About
SeqBag
Certainly
biology didn't start due to today's genome projects occurring all around,
but it has definitely started a great acceleration of the accumulation
of biological knowledge. To make sense out of the enormous amount of
data and knowledge is a huge challenge. The primary part is to parse,
simplify, classify and organize this immense richness of sequence data.
This era has very well managed to do so and the output is all the databases
readily available at a single click. But only capturing and reducing
the complexity is not the solution, rather integrating from diverse
sources and analyzing is a big task. Hence today sequence analysis plays
an important role in biological research. The web resource SeqBag is
a comprehensive and compact web based software dedicated for sequence
analysis. It proposes a collection of modular tools which provides different
ways to perform sequence analysis on nucleotide and protein sequence.

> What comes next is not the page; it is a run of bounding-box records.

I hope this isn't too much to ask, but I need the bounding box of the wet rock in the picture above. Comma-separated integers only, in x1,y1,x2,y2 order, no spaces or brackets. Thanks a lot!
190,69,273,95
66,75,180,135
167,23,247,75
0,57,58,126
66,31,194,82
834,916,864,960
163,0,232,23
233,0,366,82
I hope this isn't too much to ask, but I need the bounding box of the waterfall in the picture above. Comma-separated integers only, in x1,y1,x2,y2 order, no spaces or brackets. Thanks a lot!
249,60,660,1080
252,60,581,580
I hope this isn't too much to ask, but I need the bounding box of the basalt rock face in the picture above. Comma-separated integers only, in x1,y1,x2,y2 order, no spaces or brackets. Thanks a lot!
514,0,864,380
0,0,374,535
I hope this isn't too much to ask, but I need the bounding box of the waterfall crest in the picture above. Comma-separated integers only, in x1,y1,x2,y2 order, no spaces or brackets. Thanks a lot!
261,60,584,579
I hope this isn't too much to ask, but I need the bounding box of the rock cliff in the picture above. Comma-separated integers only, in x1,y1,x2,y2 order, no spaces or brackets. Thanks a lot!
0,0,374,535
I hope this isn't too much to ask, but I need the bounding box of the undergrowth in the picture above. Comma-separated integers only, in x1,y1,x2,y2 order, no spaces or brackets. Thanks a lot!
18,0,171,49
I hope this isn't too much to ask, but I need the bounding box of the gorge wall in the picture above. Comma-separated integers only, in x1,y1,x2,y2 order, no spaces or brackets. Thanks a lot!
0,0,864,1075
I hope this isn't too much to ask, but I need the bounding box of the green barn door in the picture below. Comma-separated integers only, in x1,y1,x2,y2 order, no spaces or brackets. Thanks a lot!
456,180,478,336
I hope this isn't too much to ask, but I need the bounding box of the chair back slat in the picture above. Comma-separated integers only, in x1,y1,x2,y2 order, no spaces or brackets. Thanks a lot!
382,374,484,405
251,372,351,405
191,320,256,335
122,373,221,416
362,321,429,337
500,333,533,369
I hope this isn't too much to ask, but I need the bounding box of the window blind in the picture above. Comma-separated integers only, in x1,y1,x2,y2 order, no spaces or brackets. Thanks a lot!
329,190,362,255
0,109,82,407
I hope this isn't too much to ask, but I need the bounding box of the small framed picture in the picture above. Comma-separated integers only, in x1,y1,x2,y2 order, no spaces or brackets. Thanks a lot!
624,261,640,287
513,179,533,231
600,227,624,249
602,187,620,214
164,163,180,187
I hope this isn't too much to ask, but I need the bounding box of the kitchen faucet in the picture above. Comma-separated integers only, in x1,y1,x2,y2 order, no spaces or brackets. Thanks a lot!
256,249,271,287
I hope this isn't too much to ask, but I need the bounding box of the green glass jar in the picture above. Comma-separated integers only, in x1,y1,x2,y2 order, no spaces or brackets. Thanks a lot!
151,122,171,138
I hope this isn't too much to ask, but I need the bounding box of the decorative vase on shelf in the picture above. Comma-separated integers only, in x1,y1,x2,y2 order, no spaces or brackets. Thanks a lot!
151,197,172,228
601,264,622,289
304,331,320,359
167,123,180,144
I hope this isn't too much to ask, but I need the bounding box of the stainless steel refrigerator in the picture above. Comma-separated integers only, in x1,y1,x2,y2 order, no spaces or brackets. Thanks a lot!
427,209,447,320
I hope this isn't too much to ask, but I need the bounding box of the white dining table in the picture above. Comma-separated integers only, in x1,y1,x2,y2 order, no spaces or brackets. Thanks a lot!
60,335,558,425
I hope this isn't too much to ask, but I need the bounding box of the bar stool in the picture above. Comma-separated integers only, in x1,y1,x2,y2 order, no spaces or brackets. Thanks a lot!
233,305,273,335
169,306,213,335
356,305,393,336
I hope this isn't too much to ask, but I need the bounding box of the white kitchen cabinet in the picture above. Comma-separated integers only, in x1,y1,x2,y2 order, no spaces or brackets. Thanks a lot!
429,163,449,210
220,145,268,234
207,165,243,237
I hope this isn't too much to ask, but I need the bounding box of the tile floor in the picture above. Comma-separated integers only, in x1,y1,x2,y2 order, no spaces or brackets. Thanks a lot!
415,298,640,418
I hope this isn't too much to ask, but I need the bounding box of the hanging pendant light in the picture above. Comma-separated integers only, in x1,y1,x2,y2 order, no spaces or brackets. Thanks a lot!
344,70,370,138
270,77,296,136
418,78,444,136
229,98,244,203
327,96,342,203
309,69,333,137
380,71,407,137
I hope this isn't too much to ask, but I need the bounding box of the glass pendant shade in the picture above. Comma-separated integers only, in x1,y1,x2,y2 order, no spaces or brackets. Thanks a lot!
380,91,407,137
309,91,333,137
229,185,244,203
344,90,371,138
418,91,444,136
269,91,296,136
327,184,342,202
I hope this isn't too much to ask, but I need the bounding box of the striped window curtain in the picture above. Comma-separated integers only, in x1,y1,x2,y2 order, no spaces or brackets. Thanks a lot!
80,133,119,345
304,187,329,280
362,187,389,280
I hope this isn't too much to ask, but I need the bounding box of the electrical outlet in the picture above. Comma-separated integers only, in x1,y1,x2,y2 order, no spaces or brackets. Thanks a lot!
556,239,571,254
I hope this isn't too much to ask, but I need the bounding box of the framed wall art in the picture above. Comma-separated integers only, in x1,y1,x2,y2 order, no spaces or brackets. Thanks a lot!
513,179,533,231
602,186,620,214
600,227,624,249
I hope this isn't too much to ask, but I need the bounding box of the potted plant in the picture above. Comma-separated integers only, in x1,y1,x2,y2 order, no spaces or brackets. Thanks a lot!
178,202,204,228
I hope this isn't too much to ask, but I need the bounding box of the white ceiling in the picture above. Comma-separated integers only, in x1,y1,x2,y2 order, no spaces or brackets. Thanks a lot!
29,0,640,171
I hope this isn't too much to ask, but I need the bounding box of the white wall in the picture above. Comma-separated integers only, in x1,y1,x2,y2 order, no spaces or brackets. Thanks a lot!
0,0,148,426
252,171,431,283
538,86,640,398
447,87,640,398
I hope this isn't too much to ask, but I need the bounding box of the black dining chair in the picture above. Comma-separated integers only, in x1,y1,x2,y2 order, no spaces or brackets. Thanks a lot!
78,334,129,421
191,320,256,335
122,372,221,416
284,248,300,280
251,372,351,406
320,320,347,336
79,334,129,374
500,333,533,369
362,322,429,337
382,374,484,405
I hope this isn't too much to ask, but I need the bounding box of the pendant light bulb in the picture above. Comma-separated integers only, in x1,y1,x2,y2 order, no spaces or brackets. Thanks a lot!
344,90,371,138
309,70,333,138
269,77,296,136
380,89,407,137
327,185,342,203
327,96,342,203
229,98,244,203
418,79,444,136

SeqBag reads sequence in raw format. It has seven different modules-
DNA Properties, Protein Properties, Restriction Analysis, EST Analysis,
Sequence Alignment, Six Reading Frame and Pattern Finder.
TASKS AND PROGRAMS
In the following section we describe different tasks and programs of SeqBag,
which are useful for sequence analysis:
Sequence
Properties: The sequence properties can be calculated by using the DNA
properties and Protein properties modules. By using these two modules
user can retrieve the properties of nucleotides and protein sequences.
1) DNA Properties Module:
The DNA properties module enables the user to analyze the DNA sequence
and retrieve GC% and AT%, length, composition, reverse, complementary,
reverse complementary and the transcribed sequence of the given DNA
sequence. Another important application of this tool is that it enables
the measurement of molecular weights under specified variations in the
DNA sequence for eg. Anhydrous molecular weight assuming there is no
5' monophosphate, Anhydrous molecular weight assuming 5'monophosphate
is present, molecular weight assuming there is 5' triphosphate and molecular
weight of single stranded DNA. It allows to calculate the basic melting
temperature of the query DNA sequence.
2) Protein Properties Module:
The other module known as the protein properties module provides analysis
of the Protein sequence. The user can retrieve composition, length,
total molecular weight of the sequence, exact weight of the sequence,
protein volume (approximately), extinction coefficient1 [3] of the sequence,
optical density2 of sequence, and grand average of hydropathy3 of the
given protein sequence.
3) Restriction Enzyme Analysis:
A restriction enzyme is an enzyme that cuts double-stranded DNA at specific
sequences within it known as restriction sites. This restriction enzyme
analysis tool contains the 30 different restriction enzymes which are
the most commonly used enzymes, to perform the analysis. These restriction
enzymes are listed below;
|
AaatIII |
AccIII |
Acc65I |
AccB7I
|
Agel |
|
Alul |
A/W44I |
Apal |
BalI |
BamHl |
|
Bbul |
BclI |
BglII |
BglIl |
BsaMI |
|
BsrBRI |
BsrSI |
BssHIl |
EcoRI |
BaMHI |
|
HindIII |
TaqI |
NotI |
HinfI |
Sau3A |
|
PovII |
SmaI |
HaeIII |
AluI |
EcoRV |
4)
EST Analysis:
Expressed Sequence Tags (ESTs) are short (usually about 300-500 bp),
single-pass sequence reads from mRNA (cDNA). Typically they are produced
in large batches. They represent a snapshot of genes expressed in a
given tissue and/or at a given developmental stage. They are tags (some
coding, others not) of expression for a given cDNA library. The EST
analysis tool helps user to concatenate any number of ESTs provided
by the user .
5)
Sequence Alignment:
Sequence alignment is a way of arranging the primary sequences of DNA,
RNA, or protein to identify regions of similarity that may be a consequence
of functional, structural, or evolutionary relationships between the
sequences . Aligned sequences of nucleotide or amino acid residues are
typically represented as rows within a matrix. Gaps are inserted between
the residues so that residues with identical or similar characters are
aligned in successive columns. The sequence alignment tool provides
the pairwise alignment between the two sequences, there by giving Matches,
Mismatch and Similarity.
6) SIX Reading Frame:
A reading frame is a contiguous and non-overlapping set of three-nucleotide
codons in DNA or RNA. There are 3 possible reading frames in a mRNA
strand and six in a double stranded DNA molecule due to the two strands
from which transcription is possible. The SIX reading frame tool helps
to find the possible six reading frames of a nucleotide sequence.
7) Pattern Finder:
Any protein structure is not fully deciphered until all the domains
and motifs present in it are recognized. It has been known that specific
sequence patterns are responsible for a particular domain or motif formation.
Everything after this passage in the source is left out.